Album Review: Paul Burch — Fevers
After last year’s stellar collaboration with The Waco Brothers, The Great Chicago Fire, singer-songwriter Paul Burch returns with Fevers, his debut on fledgling label Plowboy Records and his first solo release since 2011’s Buddy Holly tribute, Words of Love.
Co-produced with multi-instrumentalist Fats Kaplin one of the original members of Burch’s WPA Ballclub band, Fevers crackles with the spontaneous energy of a live show.
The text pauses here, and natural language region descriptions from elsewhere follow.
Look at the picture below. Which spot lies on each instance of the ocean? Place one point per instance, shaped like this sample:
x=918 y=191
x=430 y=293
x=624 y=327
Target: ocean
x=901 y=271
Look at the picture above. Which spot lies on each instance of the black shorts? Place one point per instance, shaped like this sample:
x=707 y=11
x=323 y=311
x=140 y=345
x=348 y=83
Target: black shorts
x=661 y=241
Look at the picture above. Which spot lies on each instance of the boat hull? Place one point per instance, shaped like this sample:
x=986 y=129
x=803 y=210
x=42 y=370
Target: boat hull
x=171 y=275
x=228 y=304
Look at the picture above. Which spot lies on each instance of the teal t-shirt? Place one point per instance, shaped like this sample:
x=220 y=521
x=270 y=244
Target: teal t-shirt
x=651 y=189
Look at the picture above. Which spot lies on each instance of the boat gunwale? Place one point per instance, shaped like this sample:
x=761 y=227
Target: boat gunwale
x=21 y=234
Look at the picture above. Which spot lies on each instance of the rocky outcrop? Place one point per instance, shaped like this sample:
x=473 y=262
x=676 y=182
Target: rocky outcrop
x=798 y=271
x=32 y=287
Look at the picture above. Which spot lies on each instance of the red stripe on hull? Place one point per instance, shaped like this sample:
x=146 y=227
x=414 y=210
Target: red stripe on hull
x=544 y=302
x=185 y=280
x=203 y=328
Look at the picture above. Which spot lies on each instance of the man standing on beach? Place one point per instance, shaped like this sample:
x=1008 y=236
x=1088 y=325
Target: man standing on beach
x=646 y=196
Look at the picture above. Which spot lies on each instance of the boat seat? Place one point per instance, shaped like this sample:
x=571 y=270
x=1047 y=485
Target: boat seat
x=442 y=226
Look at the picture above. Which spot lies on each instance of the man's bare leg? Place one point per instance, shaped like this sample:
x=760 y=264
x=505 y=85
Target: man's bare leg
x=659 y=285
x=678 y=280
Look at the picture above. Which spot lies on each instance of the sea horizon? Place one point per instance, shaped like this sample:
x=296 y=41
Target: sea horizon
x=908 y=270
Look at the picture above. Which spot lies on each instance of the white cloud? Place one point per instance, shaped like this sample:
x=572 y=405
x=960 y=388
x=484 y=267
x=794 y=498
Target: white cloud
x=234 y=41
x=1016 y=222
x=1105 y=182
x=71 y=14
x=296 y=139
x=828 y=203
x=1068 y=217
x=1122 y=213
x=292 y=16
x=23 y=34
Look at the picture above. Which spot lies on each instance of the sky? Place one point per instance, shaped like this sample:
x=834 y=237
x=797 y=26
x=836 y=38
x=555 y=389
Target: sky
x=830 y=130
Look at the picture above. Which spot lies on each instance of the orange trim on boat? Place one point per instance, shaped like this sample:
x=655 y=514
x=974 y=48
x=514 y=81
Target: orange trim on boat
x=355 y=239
It’s polished (how couldn’t it be, with musicians like Kaplin, Chris Scruggs, and Dennis Crouch) but not perfect: on the barn-burning rockabilly song “Couldn’t Get a Witness,” we hear someone in the studio howling, then what sounds like Burch stifling a laugh on the outro.
Fevers showcases Burch’s versatility as a songwriter and performer more than any of his releases to date, as he effortlessly goes from Cajun country on “Sac Au Lait” to the Spanish-tinged “Sagrada,” while his moody take on traditional fiddle tune “Cluck Ol’ Hen,” which features some fine mandolin picking — in addition to thumping percussion that infuses the song with an ominous tone — serves as a quick trip through Appalachia. “Give it Away” captures the sound of early rock ‘n’ roll; it’s nearly impossible to hear it and not boogie along. His finest moment comes with the honky tonk heartbreaker “Straight Tears, No Chaser,” a slice of Bakersfield heaven that sounds as though it could be a lost Buck Owens tune – Burch’s inflections make him sound remarkably like a young Owens as he sings the chorus: “Straight tears, no chaser / When it’s lonesome time / Top it off with memories / Proof 99 / And if I can’t make this old heart mend, I’m gonna cry, cry again / Straight tears, no chaser / Let the heartache begin.”
But Owens isn’t the only country singer Burch channels. He serves up a fantastic, slow-burning version of Tennessee Ernie Ford’s 1951 single “Ocean of Tears,” with duet partner Kelly Hogan — who’s at her torchiest here — filling the role of Kay Starr, and album closer “I’m Going to Memphis” could make Johnny Cash tap his toes.
In a solid year for country music releases, Burch raises the bar a notch higher. Deciding on the “Best of 2013″ just got a bit more difficult.